Running a Page-Tagging ETL Job

Problem

You want to process the data collected by a clickstream collection server.

Solution

You can process the job in the page tagging job template. Unlike other template job processing, the page tagging template uses two Clickstream Parse transformations to extract the tagged data. The following overview shows the steps that are executed.
  1. Clickstream Log: Reads in the tagged data from the raw tagged Web log.
  2. Checkpoint for Clickstream Log.
  3. Parse Tagged Data Items: This step is responsible for extracting all tagged data elements and for generating output ready for the subsequent Clickstream Parse.
  4. Checkpoint for Parse Tagged Data Items.
  5. Parse: This step is responsible for processing the data from the original requested file.
  6. Checkpoint for Clickstream Parse.
  7. Clickstream Sessionize: Sessions the data as normal and includes the tagged data elements extracted in the first Clickstream Parse transformation.
  8. Checkpoint for Clickstream Sessionize.
With SAS Data Integration Studio 4.2 and later, you can add notes to the job. A Read Me First note in the job flow informs the user to open the job properties window and edit the default value for the Email Address for Checkpoint Notifications parameter on the Parameters tab. The value that you set is used by all the Checkpoint transformations in this job. These Checkpoint transformations notify you when errors occur at strategic points in the job.
Perform the following tasks to run the page tagging default job:

Tasks

Prepare the Job

If you have not done so already, you should run a copy of the setup job for the page tagging template, which is named clk_0010_setup_page_tagging. When you actually process the data, you should copy and rename the page tagging template job before you run it. For example, you might run a job named clk_0020_page_tagging_detail_Site1 job.

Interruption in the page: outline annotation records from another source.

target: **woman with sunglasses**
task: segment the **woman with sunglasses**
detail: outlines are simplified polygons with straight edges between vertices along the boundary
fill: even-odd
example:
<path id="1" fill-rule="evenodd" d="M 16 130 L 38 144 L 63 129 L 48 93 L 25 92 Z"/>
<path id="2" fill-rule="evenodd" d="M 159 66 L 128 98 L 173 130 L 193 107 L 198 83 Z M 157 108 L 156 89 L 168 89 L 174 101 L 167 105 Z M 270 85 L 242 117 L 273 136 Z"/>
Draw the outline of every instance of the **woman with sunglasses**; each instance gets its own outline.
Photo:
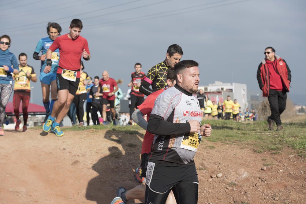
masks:
<path id="1" fill-rule="evenodd" d="M 17 58 L 9 50 L 10 46 L 9 36 L 5 35 L 0 37 L 0 136 L 5 135 L 2 127 L 5 108 L 13 91 L 12 75 L 19 72 Z"/>

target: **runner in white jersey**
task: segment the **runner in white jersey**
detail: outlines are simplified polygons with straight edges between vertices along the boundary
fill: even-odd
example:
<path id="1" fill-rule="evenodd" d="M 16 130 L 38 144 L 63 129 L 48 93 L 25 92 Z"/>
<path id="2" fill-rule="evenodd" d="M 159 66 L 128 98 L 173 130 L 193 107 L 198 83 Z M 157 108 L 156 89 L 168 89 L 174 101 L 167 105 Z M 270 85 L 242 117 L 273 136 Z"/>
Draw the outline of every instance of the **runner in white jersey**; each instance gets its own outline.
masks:
<path id="1" fill-rule="evenodd" d="M 197 202 L 199 182 L 193 158 L 202 135 L 209 136 L 211 131 L 209 124 L 200 127 L 203 113 L 194 94 L 200 81 L 198 66 L 191 60 L 177 64 L 177 84 L 155 102 L 147 126 L 156 135 L 147 158 L 146 203 L 165 203 L 174 186 L 179 195 L 178 203 Z"/>

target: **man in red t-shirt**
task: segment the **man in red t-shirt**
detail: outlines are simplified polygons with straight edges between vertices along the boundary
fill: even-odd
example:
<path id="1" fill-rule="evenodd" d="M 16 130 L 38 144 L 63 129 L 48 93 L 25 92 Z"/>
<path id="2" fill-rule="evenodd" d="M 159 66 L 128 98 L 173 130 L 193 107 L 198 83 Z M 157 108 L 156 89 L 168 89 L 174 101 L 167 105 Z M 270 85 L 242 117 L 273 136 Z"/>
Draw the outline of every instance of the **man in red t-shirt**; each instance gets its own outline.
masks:
<path id="1" fill-rule="evenodd" d="M 57 38 L 46 54 L 47 66 L 44 70 L 46 73 L 51 70 L 52 52 L 58 48 L 61 56 L 56 75 L 58 98 L 43 126 L 43 131 L 48 132 L 51 130 L 58 137 L 64 135 L 59 128 L 59 123 L 69 109 L 80 82 L 81 58 L 83 57 L 86 61 L 90 59 L 87 41 L 80 35 L 83 28 L 80 20 L 73 20 L 69 27 L 70 32 Z"/>
<path id="2" fill-rule="evenodd" d="M 96 92 L 96 96 L 102 96 L 102 117 L 103 124 L 106 124 L 106 109 L 107 104 L 110 105 L 110 112 L 112 113 L 113 124 L 116 125 L 116 112 L 115 111 L 115 96 L 114 95 L 118 91 L 118 85 L 114 79 L 110 78 L 108 72 L 104 71 L 102 74 L 102 78 L 100 80 L 98 91 Z M 102 89 L 102 93 L 100 91 Z"/>
<path id="3" fill-rule="evenodd" d="M 132 124 L 132 114 L 136 110 L 136 107 L 141 105 L 144 102 L 144 95 L 139 91 L 139 87 L 146 74 L 141 72 L 141 64 L 137 62 L 134 66 L 135 72 L 132 73 L 132 80 L 128 86 L 131 87 L 131 104 L 130 104 L 130 121 L 129 124 Z"/>
<path id="4" fill-rule="evenodd" d="M 151 146 L 155 136 L 155 135 L 148 132 L 147 128 L 147 121 L 149 121 L 150 114 L 153 109 L 155 100 L 157 97 L 165 90 L 174 86 L 175 85 L 175 76 L 174 70 L 173 69 L 168 70 L 166 82 L 167 86 L 148 96 L 144 102 L 140 106 L 137 106 L 138 109 L 136 109 L 132 115 L 133 120 L 140 126 L 147 130 L 141 146 L 141 163 L 140 166 L 137 168 L 137 169 L 141 170 L 138 170 L 138 172 L 136 172 L 136 180 L 140 182 L 143 182 L 146 177 L 148 164 L 147 157 L 151 151 Z M 146 115 L 147 115 L 146 121 L 143 117 L 143 116 Z M 138 174 L 140 173 L 139 172 L 141 172 L 141 175 Z M 128 191 L 127 191 L 123 187 L 120 187 L 117 190 L 116 196 L 121 198 L 125 203 L 129 200 L 132 199 L 143 199 L 144 198 L 145 190 L 145 185 L 142 184 Z M 166 203 L 176 203 L 174 194 L 171 192 L 169 194 Z"/>

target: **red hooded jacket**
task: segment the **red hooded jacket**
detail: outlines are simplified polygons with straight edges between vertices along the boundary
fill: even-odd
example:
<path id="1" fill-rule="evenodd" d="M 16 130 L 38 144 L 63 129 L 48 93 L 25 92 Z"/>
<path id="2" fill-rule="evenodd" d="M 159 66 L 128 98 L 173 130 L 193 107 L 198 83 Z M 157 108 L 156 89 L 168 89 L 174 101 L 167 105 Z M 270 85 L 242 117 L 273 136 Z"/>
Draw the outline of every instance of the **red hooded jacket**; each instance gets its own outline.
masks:
<path id="1" fill-rule="evenodd" d="M 273 63 L 276 65 L 275 71 L 280 76 L 283 87 L 287 92 L 289 91 L 289 84 L 291 82 L 291 71 L 286 61 L 280 57 L 275 55 L 275 61 Z M 263 96 L 269 95 L 270 89 L 270 78 L 271 76 L 265 60 L 263 60 L 258 66 L 257 70 L 257 80 L 259 87 L 263 91 Z"/>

Renaming a copy of the job ensures that you keep the original template job and retain access to its default values. (See Copying the Page Tagging Template.)
The following display shows a sample renamed template job.
Copied Page Tagging Template Job
Copied Page Tagging Job

Run the Job and Examine the Output

Perform the following steps to run the page tagging job and examine its output:
  1. Open the job.
    The following display shows a successfully completed job.
    Completed Page Tagging Template Job
    Completed Page Tagging Job
  2. If the job is completed without error, right-click the Tagged_DDS table at the end of the job and click Open in the pop-up menu.
    The View Data window appears, as shown in the following display.
    Page Tagging Output
    Page Tagging Output